Shadows on the Court
The running had started as penance. Five miles every morning before dawn, before Madrid could wake up, before the faces in his memory could sharpen into focus. Elias ran until his lungs burned, until the rhythm of his breath drowned out the whispers of what he'd done.
Three years ago, he'd been someone else entirely. A corporate spy for one of the largest pharmaceutical companies in Europe, paid to steal formulas, feed misinformation, destroy careers. He'd been good at it too—calculating, patient, willing to sacrifice anyone for the bottom line. Then came the scandal, the whistleblower, the abrupt resignation that everyone assumed was health-related.
Now he was just another expat in Spain, running a small consultancy that didn't require him to sell his soul.
"Elias! You're missing the warmup."
He waved at Carlos, pulling his knees up to stretch. The padel club had become his sanctuary—the enclosed court, the satisfying thwack of the ball against glass walls, the easy camaraderie of men who discussed their businesses without ever asking about his. They assumed he was in logistics, or imports, something boring. He never corrected them.

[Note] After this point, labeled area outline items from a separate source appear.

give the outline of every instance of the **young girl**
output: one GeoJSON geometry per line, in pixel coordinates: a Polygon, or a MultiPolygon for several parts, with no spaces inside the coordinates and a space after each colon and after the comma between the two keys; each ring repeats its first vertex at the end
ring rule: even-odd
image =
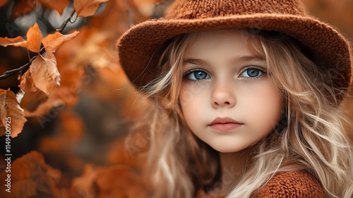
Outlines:
{"type": "Polygon", "coordinates": [[[150,197],[353,197],[349,44],[298,1],[176,0],[118,47],[155,105],[150,197]]]}

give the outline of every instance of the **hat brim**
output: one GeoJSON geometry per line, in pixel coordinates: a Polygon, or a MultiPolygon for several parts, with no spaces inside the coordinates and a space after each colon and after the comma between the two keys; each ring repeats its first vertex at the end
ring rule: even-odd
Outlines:
{"type": "MultiPolygon", "coordinates": [[[[263,14],[187,20],[150,20],[133,26],[118,40],[119,59],[127,76],[137,88],[158,74],[155,66],[162,44],[180,34],[224,28],[258,28],[284,33],[314,53],[313,61],[330,78],[330,86],[346,91],[352,76],[347,40],[328,24],[311,17],[263,14]]],[[[330,80],[328,79],[328,80],[330,80]]]]}

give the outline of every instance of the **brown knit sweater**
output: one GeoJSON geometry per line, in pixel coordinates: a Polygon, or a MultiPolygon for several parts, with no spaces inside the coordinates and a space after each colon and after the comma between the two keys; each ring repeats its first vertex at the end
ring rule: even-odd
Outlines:
{"type": "MultiPolygon", "coordinates": [[[[196,198],[224,198],[210,196],[200,190],[196,198]]],[[[270,197],[327,197],[318,181],[305,172],[279,172],[251,198],[270,197]]]]}

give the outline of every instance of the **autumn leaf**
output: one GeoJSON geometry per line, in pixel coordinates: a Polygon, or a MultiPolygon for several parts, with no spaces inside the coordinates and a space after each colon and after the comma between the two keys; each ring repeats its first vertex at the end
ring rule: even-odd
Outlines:
{"type": "Polygon", "coordinates": [[[25,40],[20,36],[15,38],[0,37],[0,45],[4,47],[7,47],[8,45],[23,47],[33,52],[38,53],[40,49],[42,35],[37,23],[28,29],[26,36],[27,40],[25,40]]]}
{"type": "Polygon", "coordinates": [[[40,2],[46,8],[55,10],[61,15],[64,10],[68,4],[69,0],[39,0],[40,2]]]}
{"type": "MultiPolygon", "coordinates": [[[[1,197],[63,197],[58,187],[61,172],[47,165],[39,152],[31,151],[17,158],[11,170],[11,195],[5,190],[6,181],[1,180],[1,197]]],[[[2,171],[0,177],[6,178],[7,174],[2,171]]]]}
{"type": "Polygon", "coordinates": [[[0,45],[7,47],[8,45],[13,45],[16,47],[26,47],[25,40],[20,36],[14,38],[0,37],[0,45]]]}
{"type": "Polygon", "coordinates": [[[30,67],[30,75],[35,86],[44,93],[60,86],[60,74],[56,68],[56,59],[52,52],[40,54],[30,67]]]}
{"type": "Polygon", "coordinates": [[[29,112],[34,112],[38,106],[48,100],[48,95],[41,90],[37,88],[30,76],[30,70],[28,70],[20,78],[18,86],[22,90],[25,91],[24,103],[21,103],[21,107],[29,112]],[[28,101],[30,101],[28,103],[28,101]]]}
{"type": "Polygon", "coordinates": [[[27,70],[27,71],[20,76],[20,82],[18,86],[25,91],[34,92],[37,91],[37,88],[30,76],[30,70],[27,70]]]}
{"type": "Polygon", "coordinates": [[[42,33],[38,27],[37,23],[30,27],[27,31],[27,49],[30,50],[33,52],[38,53],[40,49],[40,45],[42,42],[42,33]]]}
{"type": "Polygon", "coordinates": [[[28,13],[35,8],[35,0],[19,0],[15,2],[11,15],[12,18],[28,13]]]}
{"type": "Polygon", "coordinates": [[[78,16],[90,16],[95,14],[101,3],[109,0],[74,0],[73,7],[78,16]]]}
{"type": "Polygon", "coordinates": [[[10,88],[7,91],[0,89],[0,119],[5,127],[6,124],[11,126],[9,131],[11,132],[11,137],[17,136],[27,122],[24,111],[18,105],[16,95],[10,88]]]}
{"type": "Polygon", "coordinates": [[[5,6],[7,2],[8,2],[8,0],[0,0],[0,7],[5,6]]]}
{"type": "Polygon", "coordinates": [[[42,42],[47,52],[54,52],[65,42],[73,40],[77,34],[78,34],[78,31],[74,31],[68,35],[62,35],[59,32],[55,32],[54,34],[48,35],[42,42]]]}

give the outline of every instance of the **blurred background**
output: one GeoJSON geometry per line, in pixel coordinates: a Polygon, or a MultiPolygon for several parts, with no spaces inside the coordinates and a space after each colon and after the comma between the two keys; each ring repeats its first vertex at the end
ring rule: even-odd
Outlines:
{"type": "MultiPolygon", "coordinates": [[[[59,14],[57,9],[39,1],[0,1],[0,37],[25,36],[35,23],[39,25],[43,36],[52,33],[73,9],[72,1],[56,1],[54,5],[62,7],[59,14]],[[61,1],[69,2],[63,4],[61,1]]],[[[135,136],[130,144],[124,144],[124,140],[131,129],[131,123],[138,122],[148,103],[137,95],[120,68],[115,45],[132,24],[163,16],[172,1],[110,0],[100,4],[95,16],[73,17],[72,23],[68,24],[64,33],[74,30],[80,33],[55,53],[61,86],[52,91],[48,98],[35,94],[25,96],[20,105],[28,122],[22,132],[11,140],[13,162],[30,154],[13,167],[20,170],[13,173],[18,180],[37,178],[42,173],[33,170],[38,170],[38,167],[45,170],[47,175],[43,177],[50,178],[46,179],[42,190],[28,192],[33,197],[56,194],[58,192],[67,197],[95,197],[99,193],[97,188],[103,190],[100,182],[95,182],[97,173],[101,177],[106,175],[108,178],[114,175],[111,173],[116,165],[128,165],[135,170],[142,166],[148,146],[145,139],[135,136]],[[31,153],[32,151],[36,152],[31,153]],[[21,166],[25,163],[26,165],[21,166]]],[[[312,16],[335,25],[353,40],[353,1],[303,1],[312,16]]],[[[0,75],[28,63],[29,55],[33,54],[28,54],[25,48],[0,47],[0,75]]],[[[10,88],[16,93],[18,84],[15,75],[0,81],[0,88],[10,88]]],[[[349,95],[351,98],[343,105],[353,120],[352,86],[349,95]]],[[[353,140],[352,129],[347,127],[347,131],[353,140]]],[[[1,157],[4,148],[5,137],[1,136],[1,157]]],[[[0,176],[5,167],[6,162],[0,160],[0,176]]],[[[107,181],[102,182],[109,185],[107,181]]],[[[1,177],[0,182],[3,180],[1,177]]],[[[25,185],[30,184],[33,185],[28,181],[25,185]]],[[[21,185],[25,184],[18,187],[21,185]]],[[[0,195],[4,192],[3,188],[1,184],[0,195]]],[[[131,197],[140,196],[131,194],[131,197]]]]}

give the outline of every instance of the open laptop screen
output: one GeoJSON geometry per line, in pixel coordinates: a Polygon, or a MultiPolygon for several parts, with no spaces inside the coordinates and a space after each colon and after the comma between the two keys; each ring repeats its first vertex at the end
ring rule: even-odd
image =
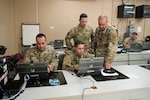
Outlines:
{"type": "Polygon", "coordinates": [[[77,75],[100,73],[103,68],[104,57],[81,58],[77,75]]]}

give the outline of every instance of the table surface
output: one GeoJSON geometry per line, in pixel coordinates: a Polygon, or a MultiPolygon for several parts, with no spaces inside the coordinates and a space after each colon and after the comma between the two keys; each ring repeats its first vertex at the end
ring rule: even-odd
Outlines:
{"type": "Polygon", "coordinates": [[[129,79],[95,81],[91,76],[80,78],[73,72],[62,70],[67,81],[66,85],[26,88],[16,100],[81,96],[83,89],[90,88],[93,84],[97,89],[88,89],[85,94],[109,94],[150,89],[150,70],[138,65],[113,66],[113,68],[128,76],[129,79]]]}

Today, a newcomer joined their usual foursome. Matteo, lean and intense, with expensive sneakers and an aggressive backhand. Something about his watch caught Elias's eye—subtle, distinctive, a limited edition Omega that Elias had seen once before. It had been on the wrist of the CEO he'd helped destroy three years ago.
The game began. Elias played mechanically, his mind racing.
"You seem distracted," Matteo said, between sets. His accent was faint but familiar—Milanese.
Elias wiped sweat from his forehead. "Long night."
"I know the feeling." Matteo's smile didn't reach his eyes. "I was just telling Carlos, I recently took over my father's pharmaceutical company. Interesting industry. Full of surprises."
The pieces clicked into place. The son. The one who'd been studying abroad when everything collapsed. The one who'd inherited a company stripped of its pipeline, its reputation in tatters.
"I wouldn't know anything about that," Elias said, his voice steady.
"No?" Matteo bounced the ball, watching him. "Funny. My father kept files. Names, dates. Someone who worked for us, briefly, in mergers and acquisitions. Then moved to our main competitor. Three months later, our prototype was already on their market."
The running, Elias realized suddenly, hadn't been penance. It had been preparation.
He met Matteo's gaze directly for the first time. "What do you want?"
"Justice? Revenge?" Matteo's laugh was bitter. "I want to know why. Why ruin everything for a payout that couldn't have been worth it."
"It wasn't about the money," Elias said, and the truth of it startled him. "It was about winning. And then one day I realized I'd forgotten what game I was actually playing."
Matteo studied him for a long moment. Then: "Same time next week?"
Elias blinked.
"I'm not my father," Matteo said. "And I don't believe in grinding people into dust. But I do believe in second chances. Strange thing to offer the man who destroyed your legacy, I know." He shrugged. "Maybe I'm just curious to see who you become now that you've stopped running."
The sun was rising when Elias left the club, his sneakers hitting the pavement. He wasn't running from anything anymore. He was just running. For the first time in three years, the rhythm felt like something other than punishment. It felt like beginning.